The registry is protected, so I suspect you’ll need to enter credentials to create these keys. Alternatively, you could use a tool like SCCM or a GPO to do this. This is what you’ll see:


Note that if you use the Remove task, it will trigger an undiscover and effectively remove the new objects.

Step 3 – At this point, you’re largely done. I’ve set the script to use the %windir%, %ProgramFiles%, and %ProgramFiles% (x86) short cuts. This means that for a standard OS with one drive, you’re done. That said, some organizations carve out multiple disks, and as such, these short cuts don’t catch everything. I’ve built in a solution to the discovery to address this. You’ll need to locate the “Security Monitoring: Discover Writeable File Locations” discovery.


From here, you need to do an override. There’s a box called “AdditionalLocations” that can be passed into Aaron’s script.

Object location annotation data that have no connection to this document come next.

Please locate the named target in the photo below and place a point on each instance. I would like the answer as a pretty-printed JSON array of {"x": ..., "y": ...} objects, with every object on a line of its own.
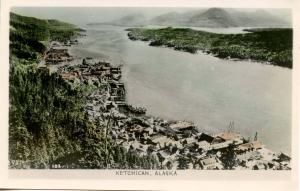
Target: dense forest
[
  {"x": 266, "y": 45},
  {"x": 47, "y": 122}
]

This is a comma delimited list. All I did was create an array and enter the contents with a split by a comma. I do recommend putting quotes around your path (i.e. ‘D:\program files’,’D:\Program Files(x86)’).


Now you are done. Your results should look something like this:


In order to minimize noise, I’ve done a couple other things. The rule described in part 1 of this article is disabled for all members of the seed class you defined. In place, a new rule is turned on. It’s a bit more simple, looking for the 4688 event ID, .exe in param 6, and requiring a match with the FolderPath class in parameter 6. It will look something like this:


A couple notes. I’ve built some alert suppression into both of these alerts. This will filter by the logging computer. This should prevent alert spam. You’ll only get a high repeat count in this scenario. For the rule in this part, you can override for specific objects, so if you have an app that executes in C:\windows\temp (this is bad practice by the way), you can override the specific object on the specific machine.

I’m also adding the rule described in part 1 to the forwarded events detection. If you’re forwarding 4688 events to a Windows Event Collector server, it will generate an alert.